City takes a new run at homeless dilemma
What is the goal of a homeless initiative?
It’s an important question because attacking the problem from different angles puts the community at odds. Some groups are doing the Christian thing and providing resources that may actually draw more transients and vagrants to the area. Others are focused on providing disincentives, for lack of a better term, to discourage any perception that Grand Junction is a good landing place for the houseless by choice.
There’s a huge cost to homelessness. There’s the money that nonprofits and human services agencies spend directly on care, health-care costs for which hospital emergency rooms and clinics will never be compensated, police manpower to deal with a vulnerable and often intimidating population, and legal costs to address the issues through city ordinances. There’s also the hidden cost of damage to the economy — manifested by people who would just as soon avoid shopping or dining downtown or visitors who leave with the impression that Grand Junction is unsavory.
After months of study, the city of Grand Junction’s 3-year-old Homeless and Vagrancy Committee is trying to get at the heart of this dilemma.

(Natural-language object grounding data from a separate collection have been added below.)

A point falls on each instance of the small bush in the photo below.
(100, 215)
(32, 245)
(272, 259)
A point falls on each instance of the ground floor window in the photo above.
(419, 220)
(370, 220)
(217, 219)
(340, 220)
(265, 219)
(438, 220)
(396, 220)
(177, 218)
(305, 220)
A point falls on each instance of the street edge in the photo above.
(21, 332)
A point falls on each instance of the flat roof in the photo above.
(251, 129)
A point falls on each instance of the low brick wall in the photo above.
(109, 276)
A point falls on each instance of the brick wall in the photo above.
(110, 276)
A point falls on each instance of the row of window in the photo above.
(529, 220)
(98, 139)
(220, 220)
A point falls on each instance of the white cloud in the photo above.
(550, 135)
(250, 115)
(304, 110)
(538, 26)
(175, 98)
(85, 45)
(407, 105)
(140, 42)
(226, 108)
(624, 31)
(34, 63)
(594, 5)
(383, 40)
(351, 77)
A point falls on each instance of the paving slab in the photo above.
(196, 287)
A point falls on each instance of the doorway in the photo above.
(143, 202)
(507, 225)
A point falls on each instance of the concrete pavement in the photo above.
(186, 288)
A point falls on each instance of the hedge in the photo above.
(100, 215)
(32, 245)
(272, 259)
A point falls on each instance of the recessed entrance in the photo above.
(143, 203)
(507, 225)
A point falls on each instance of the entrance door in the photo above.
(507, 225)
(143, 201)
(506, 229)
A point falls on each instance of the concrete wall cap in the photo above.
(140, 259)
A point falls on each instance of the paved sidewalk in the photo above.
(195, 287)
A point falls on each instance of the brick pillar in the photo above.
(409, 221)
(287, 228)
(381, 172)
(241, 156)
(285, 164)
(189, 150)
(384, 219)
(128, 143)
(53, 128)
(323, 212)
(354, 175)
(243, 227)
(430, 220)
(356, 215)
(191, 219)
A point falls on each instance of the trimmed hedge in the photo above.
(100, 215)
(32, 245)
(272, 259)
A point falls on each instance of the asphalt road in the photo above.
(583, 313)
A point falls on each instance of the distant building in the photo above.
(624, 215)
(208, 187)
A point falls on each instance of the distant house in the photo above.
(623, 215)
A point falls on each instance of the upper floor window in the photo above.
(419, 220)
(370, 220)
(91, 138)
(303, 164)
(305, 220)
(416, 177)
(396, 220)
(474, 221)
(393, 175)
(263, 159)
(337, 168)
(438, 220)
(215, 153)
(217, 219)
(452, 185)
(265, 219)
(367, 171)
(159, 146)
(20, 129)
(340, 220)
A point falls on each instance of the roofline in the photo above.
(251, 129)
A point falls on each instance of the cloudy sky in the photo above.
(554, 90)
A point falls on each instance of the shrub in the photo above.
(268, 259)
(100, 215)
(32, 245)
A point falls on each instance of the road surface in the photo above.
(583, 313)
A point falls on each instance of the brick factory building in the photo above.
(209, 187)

In proposing 11 recommendations, it took pains to carve out a specific orientation.
“We are in support of programs that attend to the needs and challenges specific to the chronically homeless, to include assistance with shelter, transportation, sustenance, and treatment for addictions and mental/physical health. We are opposed to programs that serve to enable disorderly behavior, or those that become a beacon to others who might travel to Grand Junction solely to obtain those services,” a portion of the statement of purpose of the committee’s recommendations reads.
So, in general, the committee sounds as if it wants to help those who want to be helped and make conditions less welcome for those who have chosen vagrancy and panhandling as a lifestyle.

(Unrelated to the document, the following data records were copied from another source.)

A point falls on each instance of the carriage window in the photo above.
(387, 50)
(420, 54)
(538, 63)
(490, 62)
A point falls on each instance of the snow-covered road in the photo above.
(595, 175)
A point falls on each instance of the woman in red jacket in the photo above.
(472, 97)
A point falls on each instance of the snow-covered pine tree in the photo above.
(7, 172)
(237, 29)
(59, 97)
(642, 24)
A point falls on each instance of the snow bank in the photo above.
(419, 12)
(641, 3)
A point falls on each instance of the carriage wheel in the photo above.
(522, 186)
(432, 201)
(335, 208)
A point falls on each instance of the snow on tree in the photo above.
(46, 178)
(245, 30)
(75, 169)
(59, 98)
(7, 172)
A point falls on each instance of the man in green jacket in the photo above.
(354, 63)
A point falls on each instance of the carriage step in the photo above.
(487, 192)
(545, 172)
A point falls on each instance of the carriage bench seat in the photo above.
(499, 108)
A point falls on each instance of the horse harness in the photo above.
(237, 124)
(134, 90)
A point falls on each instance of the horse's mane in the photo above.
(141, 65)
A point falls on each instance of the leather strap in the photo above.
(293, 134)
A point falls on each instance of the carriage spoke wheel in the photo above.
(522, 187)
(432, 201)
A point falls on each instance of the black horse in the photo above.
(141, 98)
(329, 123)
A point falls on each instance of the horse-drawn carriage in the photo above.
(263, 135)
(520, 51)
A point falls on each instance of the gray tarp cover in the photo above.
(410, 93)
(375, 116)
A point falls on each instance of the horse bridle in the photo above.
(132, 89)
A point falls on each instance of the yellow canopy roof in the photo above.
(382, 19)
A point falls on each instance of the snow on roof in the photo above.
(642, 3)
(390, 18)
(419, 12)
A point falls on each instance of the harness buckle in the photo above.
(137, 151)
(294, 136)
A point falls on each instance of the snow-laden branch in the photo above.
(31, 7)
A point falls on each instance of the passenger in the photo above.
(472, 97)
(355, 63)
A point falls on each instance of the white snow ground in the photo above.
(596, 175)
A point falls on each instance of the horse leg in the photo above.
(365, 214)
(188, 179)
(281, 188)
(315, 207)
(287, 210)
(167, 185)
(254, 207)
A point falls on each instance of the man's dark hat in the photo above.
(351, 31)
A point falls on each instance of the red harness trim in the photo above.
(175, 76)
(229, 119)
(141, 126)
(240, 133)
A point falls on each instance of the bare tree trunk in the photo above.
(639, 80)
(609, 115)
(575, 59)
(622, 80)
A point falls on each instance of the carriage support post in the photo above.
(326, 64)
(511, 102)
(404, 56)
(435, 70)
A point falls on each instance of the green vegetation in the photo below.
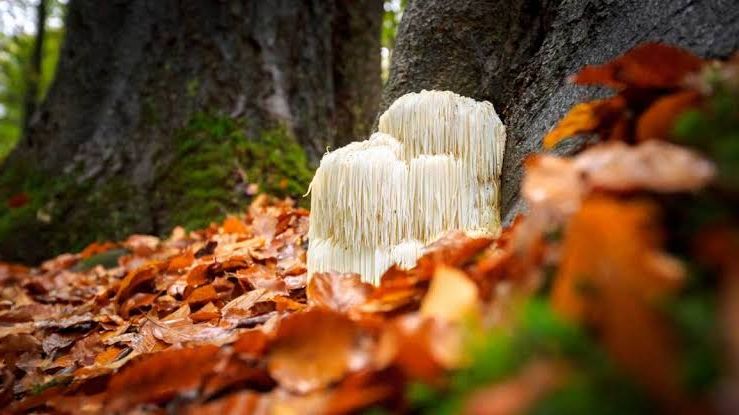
(213, 165)
(46, 224)
(215, 162)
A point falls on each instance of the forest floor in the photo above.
(617, 292)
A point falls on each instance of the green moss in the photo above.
(214, 163)
(62, 214)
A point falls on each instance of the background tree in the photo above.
(17, 42)
(516, 54)
(163, 113)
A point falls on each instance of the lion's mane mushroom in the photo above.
(433, 166)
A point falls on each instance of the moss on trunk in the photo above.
(213, 164)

We think this is the right idea, but it’s still an extremely difficult challenge to differentiate between the two. The recommendations are a good starting point. Each comes with a price tag that will have to be weighed against the potential to put a dent in the numbers of chronically homeless people.
We provided a description of each recommendation in Wednesday’s paper. The City Council is expected to discuss them during a Sept. 19 workshop. Some, like asking the public not to indulge requests from panhandlers, are familiar. Others, like fencing off Whitman Park or closing it during significant portions of the day, reflect a desire to make conditions less conducive to loitering.
Some combination of compassion and tough love is the prescription. It’s not unfair for this community to put forth the message “get help or go elsewhere.”